Working with other post-docs forced me to sharpen my ideas. It was important that other specialists challenged me to think better at an early stage in my career. The MPI also gave me the time and resources to conduct new field research and write a monograph and several articles. I would not be in my current position if I had not done those things.  

4. When you think back on your time at the MPI, what stands out most strongly?
I met people working on issues and in areas of the world that I was previously unfamiliar with. I was also impressed by peoples’ commitment to their field sites and to the linguistic and empirical aspects of their work.

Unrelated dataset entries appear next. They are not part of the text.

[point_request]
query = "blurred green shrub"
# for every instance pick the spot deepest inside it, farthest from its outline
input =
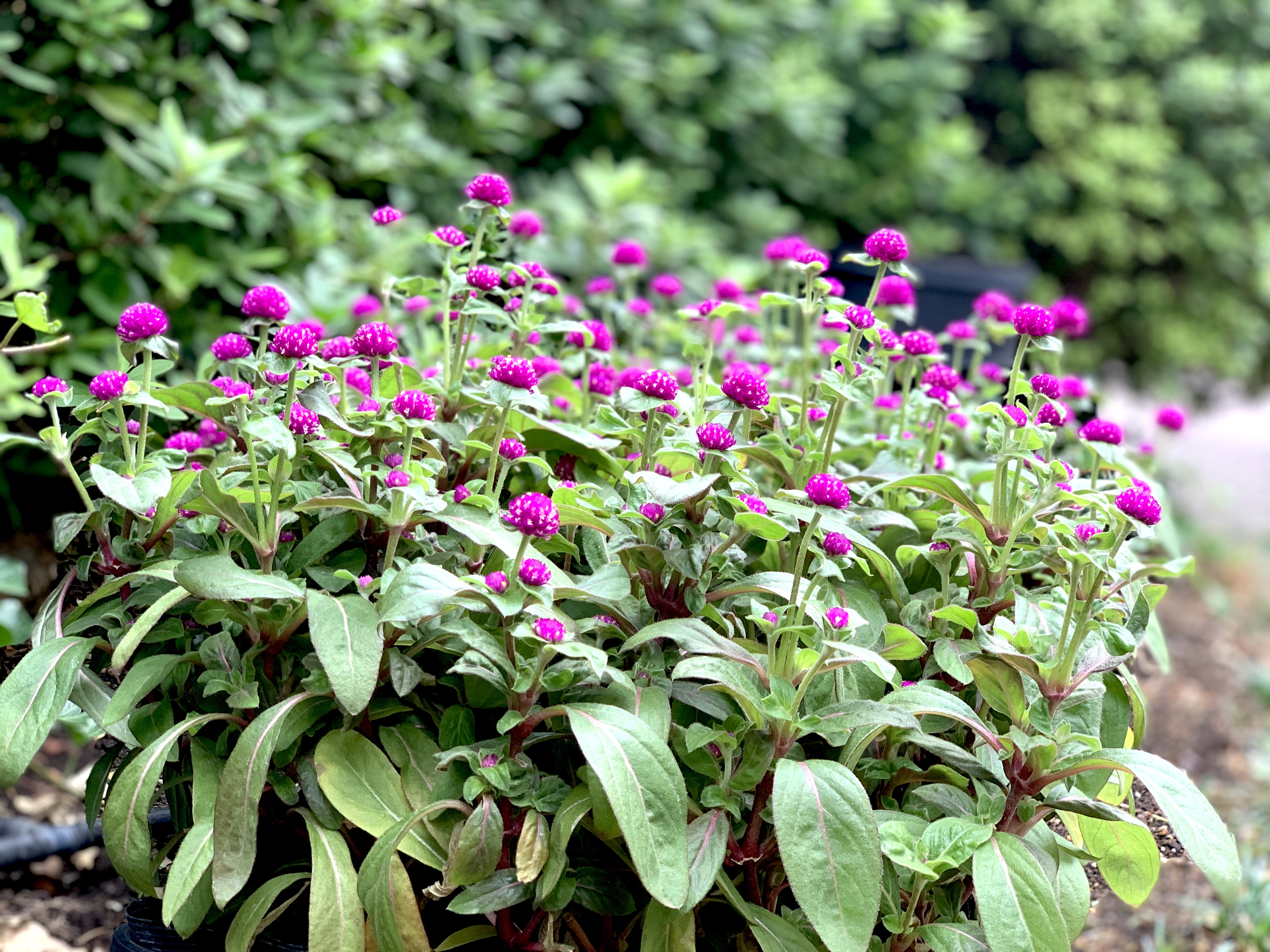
(183, 151)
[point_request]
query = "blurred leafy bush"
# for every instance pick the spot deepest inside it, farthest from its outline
(182, 151)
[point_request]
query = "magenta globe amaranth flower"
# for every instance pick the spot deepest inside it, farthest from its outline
(375, 339)
(747, 389)
(600, 337)
(534, 573)
(141, 322)
(513, 371)
(1101, 432)
(295, 341)
(838, 617)
(484, 277)
(836, 545)
(386, 215)
(230, 347)
(50, 385)
(896, 291)
(919, 343)
(716, 436)
(415, 405)
(1033, 320)
(525, 225)
(549, 630)
(534, 514)
(666, 286)
(108, 385)
(658, 384)
(826, 489)
(629, 254)
(304, 422)
(1171, 418)
(653, 512)
(1140, 504)
(266, 301)
(492, 190)
(887, 246)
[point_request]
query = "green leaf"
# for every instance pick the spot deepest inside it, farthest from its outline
(668, 930)
(830, 850)
(1193, 819)
(646, 790)
(346, 634)
(249, 921)
(336, 918)
(239, 798)
(420, 592)
(221, 578)
(500, 892)
(32, 697)
(360, 781)
(1018, 908)
(125, 824)
(481, 843)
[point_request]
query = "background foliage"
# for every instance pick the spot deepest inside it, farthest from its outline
(182, 151)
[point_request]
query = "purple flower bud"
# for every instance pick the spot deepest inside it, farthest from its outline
(747, 389)
(108, 385)
(535, 573)
(1088, 531)
(230, 347)
(50, 385)
(295, 341)
(1070, 318)
(918, 343)
(415, 405)
(896, 291)
(658, 384)
(716, 436)
(603, 380)
(629, 254)
(525, 225)
(484, 277)
(1101, 432)
(266, 301)
(513, 371)
(826, 489)
(836, 545)
(375, 339)
(1140, 504)
(995, 305)
(492, 190)
(666, 286)
(653, 512)
(600, 337)
(887, 246)
(304, 422)
(141, 322)
(1171, 418)
(1033, 320)
(186, 441)
(534, 514)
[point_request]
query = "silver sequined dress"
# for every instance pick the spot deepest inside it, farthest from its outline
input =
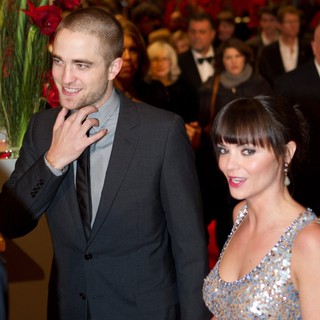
(266, 292)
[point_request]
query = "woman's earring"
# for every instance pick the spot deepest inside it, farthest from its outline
(286, 178)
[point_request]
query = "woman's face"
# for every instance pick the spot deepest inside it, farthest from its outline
(130, 58)
(160, 66)
(251, 171)
(233, 61)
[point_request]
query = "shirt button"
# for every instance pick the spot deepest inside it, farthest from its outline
(88, 256)
(82, 296)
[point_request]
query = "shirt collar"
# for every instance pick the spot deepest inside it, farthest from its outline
(197, 55)
(317, 66)
(106, 111)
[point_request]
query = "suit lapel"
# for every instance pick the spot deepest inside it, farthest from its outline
(124, 145)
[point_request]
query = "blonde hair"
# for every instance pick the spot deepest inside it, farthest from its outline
(158, 47)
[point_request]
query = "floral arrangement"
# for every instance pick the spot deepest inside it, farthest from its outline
(26, 86)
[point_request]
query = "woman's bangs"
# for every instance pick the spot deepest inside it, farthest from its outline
(241, 131)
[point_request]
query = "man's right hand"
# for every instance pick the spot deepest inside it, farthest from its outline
(70, 138)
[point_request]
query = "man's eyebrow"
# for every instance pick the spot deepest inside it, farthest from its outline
(81, 61)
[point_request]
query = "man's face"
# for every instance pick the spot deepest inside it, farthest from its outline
(290, 26)
(201, 35)
(268, 23)
(79, 70)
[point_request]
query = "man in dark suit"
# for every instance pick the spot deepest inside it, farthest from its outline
(137, 250)
(196, 64)
(301, 87)
(288, 51)
(3, 287)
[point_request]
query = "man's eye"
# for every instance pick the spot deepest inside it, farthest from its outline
(82, 66)
(56, 61)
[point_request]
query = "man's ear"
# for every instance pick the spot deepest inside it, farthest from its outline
(115, 68)
(291, 149)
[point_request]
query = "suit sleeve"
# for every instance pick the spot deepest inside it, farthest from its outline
(181, 200)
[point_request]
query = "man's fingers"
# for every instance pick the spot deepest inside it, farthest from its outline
(61, 118)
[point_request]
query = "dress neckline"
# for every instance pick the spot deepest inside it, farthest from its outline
(241, 216)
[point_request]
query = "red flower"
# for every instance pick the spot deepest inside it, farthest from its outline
(46, 18)
(50, 92)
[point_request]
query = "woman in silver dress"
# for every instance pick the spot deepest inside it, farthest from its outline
(269, 266)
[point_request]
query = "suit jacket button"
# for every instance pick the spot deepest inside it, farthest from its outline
(88, 256)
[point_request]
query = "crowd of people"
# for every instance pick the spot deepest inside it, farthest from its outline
(243, 109)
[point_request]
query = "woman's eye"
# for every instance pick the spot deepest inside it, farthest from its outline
(248, 152)
(222, 150)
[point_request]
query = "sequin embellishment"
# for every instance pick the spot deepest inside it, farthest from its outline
(267, 291)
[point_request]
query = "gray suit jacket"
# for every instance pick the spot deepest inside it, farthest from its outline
(146, 257)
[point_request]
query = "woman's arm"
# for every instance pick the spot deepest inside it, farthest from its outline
(305, 270)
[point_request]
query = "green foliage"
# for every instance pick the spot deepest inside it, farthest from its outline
(24, 62)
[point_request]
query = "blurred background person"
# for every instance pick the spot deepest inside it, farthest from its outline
(196, 64)
(234, 78)
(181, 97)
(289, 51)
(147, 17)
(268, 32)
(131, 78)
(234, 68)
(180, 41)
(3, 282)
(301, 87)
(226, 27)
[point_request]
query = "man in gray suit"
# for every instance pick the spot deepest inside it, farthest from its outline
(138, 249)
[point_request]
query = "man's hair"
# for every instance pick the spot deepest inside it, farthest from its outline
(99, 23)
(201, 16)
(283, 10)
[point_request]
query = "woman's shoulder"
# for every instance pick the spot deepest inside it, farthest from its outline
(308, 239)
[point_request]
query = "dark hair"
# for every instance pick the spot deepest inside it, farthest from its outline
(201, 16)
(100, 23)
(283, 10)
(262, 121)
(270, 10)
(237, 44)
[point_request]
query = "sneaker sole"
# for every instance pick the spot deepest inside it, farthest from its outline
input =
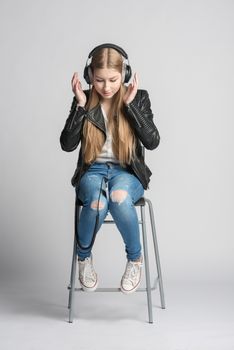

5. Do you still have connections with the MPI, and if so, what kind of contact and with whom?
I have just published a book with one of my MPI project leaders (Catherine Alexander). I have also recently edited a special issue that includes a paper by one former MPI colleague (Dina Makram-Ebeid) and a co-authored paper with another (Eeva Kesküla). Chris Hann is also in Cambridge quite frequently as part of the Max-Cam project.

6. What is your current research topic?
I am beginning new research about the politics of uncertainty among the British working class. I am also still writing papers about work and value based on my MPI research project.  

7. What are your plans for the future?
In a few years I would like to develop a project about the global economy of art crime. My wife is an anthropologist of art, and we want to do this together.

8. Why did you become an anthropologist?
I wanted to figure out how the world worked, specifically the bits of it created by humans.

9. What advice would you give to students studying social anthropology today?
Don’t do your work to impress other people, and don’t try to force your work into intellectual schools and fashions.

10. What text – whether a book or article – have you read recently that particularly impressed you?

•    Faye Harrison ‘Theorizing in ex-centric sites’ (2016), published in Anthropological Theory 16 (2-3).

•    Ivan Rajković ‘For an Anthropology of the Demoralized’ (2018), published in Journal of the Royal Anthropological Institute 24(1).

•    Theodoros Rakopoulos & Knut Rio special issue on the anthropology of wealth (2018), published in History & Anthropology 29(3).